- Origin: Tehran, Iran
- Genres: Pop
- Years active: 2006 - 2016
- Label: Avang Music
- Members: Khashayar Keivan Hamid
- Website: barobax.com

= Barobax =

Underground Iranian pop band

Barobax are an underground Iranian pop band with all three members (Khashayar Haghgoo, Keivan Haghgoo and Hamid Farouzmand) living in Tehran. They have an international following thanks to the Internet and Iranian satellite stations based outside Iran. Additionally, record labels such as Avang Music and M4 Records have distributed their music internationally.

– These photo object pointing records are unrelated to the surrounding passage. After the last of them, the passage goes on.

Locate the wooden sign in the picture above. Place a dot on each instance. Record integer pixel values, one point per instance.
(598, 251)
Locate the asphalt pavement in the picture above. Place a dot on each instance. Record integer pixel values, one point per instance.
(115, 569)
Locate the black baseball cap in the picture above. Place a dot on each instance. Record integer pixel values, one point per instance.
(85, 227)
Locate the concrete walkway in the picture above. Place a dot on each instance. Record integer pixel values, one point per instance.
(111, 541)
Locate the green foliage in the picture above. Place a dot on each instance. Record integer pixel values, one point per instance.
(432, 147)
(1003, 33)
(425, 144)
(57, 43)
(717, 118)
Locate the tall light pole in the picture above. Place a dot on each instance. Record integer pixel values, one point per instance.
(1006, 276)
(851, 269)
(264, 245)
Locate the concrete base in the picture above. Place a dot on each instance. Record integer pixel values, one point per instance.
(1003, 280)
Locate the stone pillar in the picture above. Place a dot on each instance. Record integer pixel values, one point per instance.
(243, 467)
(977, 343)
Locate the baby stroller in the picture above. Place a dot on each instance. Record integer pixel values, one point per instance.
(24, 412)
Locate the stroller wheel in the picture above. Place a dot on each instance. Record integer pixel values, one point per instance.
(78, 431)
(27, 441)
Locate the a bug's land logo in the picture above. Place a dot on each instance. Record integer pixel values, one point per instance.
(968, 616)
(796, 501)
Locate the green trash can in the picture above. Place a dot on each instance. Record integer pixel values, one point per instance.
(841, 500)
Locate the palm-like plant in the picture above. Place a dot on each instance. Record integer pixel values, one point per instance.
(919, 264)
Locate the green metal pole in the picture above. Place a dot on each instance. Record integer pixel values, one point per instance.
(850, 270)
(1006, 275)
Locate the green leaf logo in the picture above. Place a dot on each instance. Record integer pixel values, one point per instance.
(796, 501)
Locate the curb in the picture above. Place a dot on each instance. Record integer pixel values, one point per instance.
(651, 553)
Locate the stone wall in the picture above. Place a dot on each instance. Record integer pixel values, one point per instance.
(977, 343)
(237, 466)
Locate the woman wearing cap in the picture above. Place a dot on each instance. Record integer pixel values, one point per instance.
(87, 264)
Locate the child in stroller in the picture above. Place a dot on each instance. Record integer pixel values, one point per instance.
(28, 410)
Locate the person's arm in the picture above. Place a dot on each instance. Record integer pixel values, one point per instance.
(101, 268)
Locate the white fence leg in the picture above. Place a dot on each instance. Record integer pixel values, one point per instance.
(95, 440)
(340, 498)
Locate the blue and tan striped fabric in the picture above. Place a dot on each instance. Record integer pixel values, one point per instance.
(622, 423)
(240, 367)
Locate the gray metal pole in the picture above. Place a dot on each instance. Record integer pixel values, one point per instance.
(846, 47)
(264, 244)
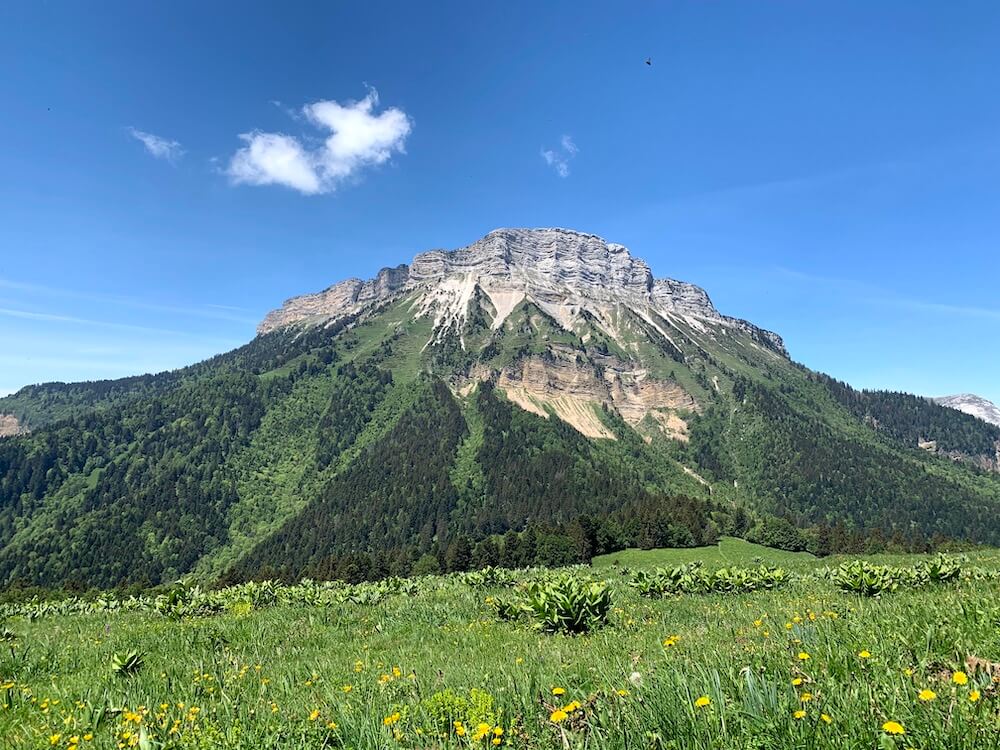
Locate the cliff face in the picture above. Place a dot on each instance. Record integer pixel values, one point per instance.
(565, 273)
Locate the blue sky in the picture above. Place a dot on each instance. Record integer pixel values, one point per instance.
(829, 170)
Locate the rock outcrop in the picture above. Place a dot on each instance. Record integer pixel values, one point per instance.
(972, 404)
(566, 273)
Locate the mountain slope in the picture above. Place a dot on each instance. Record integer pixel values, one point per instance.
(972, 404)
(537, 383)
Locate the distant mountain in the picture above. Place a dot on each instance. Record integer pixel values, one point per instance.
(977, 406)
(536, 397)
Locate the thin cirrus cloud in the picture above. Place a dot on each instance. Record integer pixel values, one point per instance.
(559, 158)
(157, 146)
(355, 136)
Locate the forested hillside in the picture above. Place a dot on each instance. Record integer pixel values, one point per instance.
(449, 423)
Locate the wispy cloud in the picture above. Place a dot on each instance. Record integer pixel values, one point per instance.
(74, 320)
(559, 158)
(157, 146)
(876, 295)
(212, 311)
(356, 137)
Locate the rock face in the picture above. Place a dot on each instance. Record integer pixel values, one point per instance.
(977, 406)
(9, 426)
(567, 274)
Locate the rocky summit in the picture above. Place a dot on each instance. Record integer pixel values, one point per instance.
(567, 274)
(539, 385)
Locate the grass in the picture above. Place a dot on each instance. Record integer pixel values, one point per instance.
(729, 551)
(401, 672)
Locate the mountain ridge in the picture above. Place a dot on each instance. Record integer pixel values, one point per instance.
(970, 403)
(538, 386)
(560, 269)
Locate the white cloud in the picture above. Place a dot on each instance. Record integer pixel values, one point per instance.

Their album "Wag" was released in 2007. Filmed on location in Paris Café featuring Gamno, Barobax released Soosan Khanoom on January 16, 2010 which "inspired" the song featured in the Bollywood movie Agent Vinod - Pyaar ki Pungi by music director Pritam Chakraborty. Barobax filed a complaint of copyright infringement, however it was later withdrawn and an apology issued to Pritam Chakraborty with the statement "We do not want to get into any further legal issue and so we are withdrawing the case as we know that Mr. Pritam's lawyer is an expert in copyright laws and there will be strong criminal action otherwise made out against us...", some have suggested they were intimidated into withdrawing their complaint particularly due to the apologies wording though the matter appears settled for now.

==Name==
The name "Barobax" is a satirical reference to the pronunciation of the Persian bar-o-bach or bar-o-bacheha (بر و بچه‌ها, "guys" or "friends") by the wealthier uptown citizens of North Tehran. This was later shortened to barobach (بروبچ) by uptown residents of Tehran and spread to downtown. The band used the sarcastic imitation of slang pronunciation by downtown folks barobax.

==Songs==
Some of the inspiration for the lyrics of their earlier songs came from the lyrics of old Iranian children's songs that the band heard from others, in addition to those lyrics that they created and those from other songs that they changed.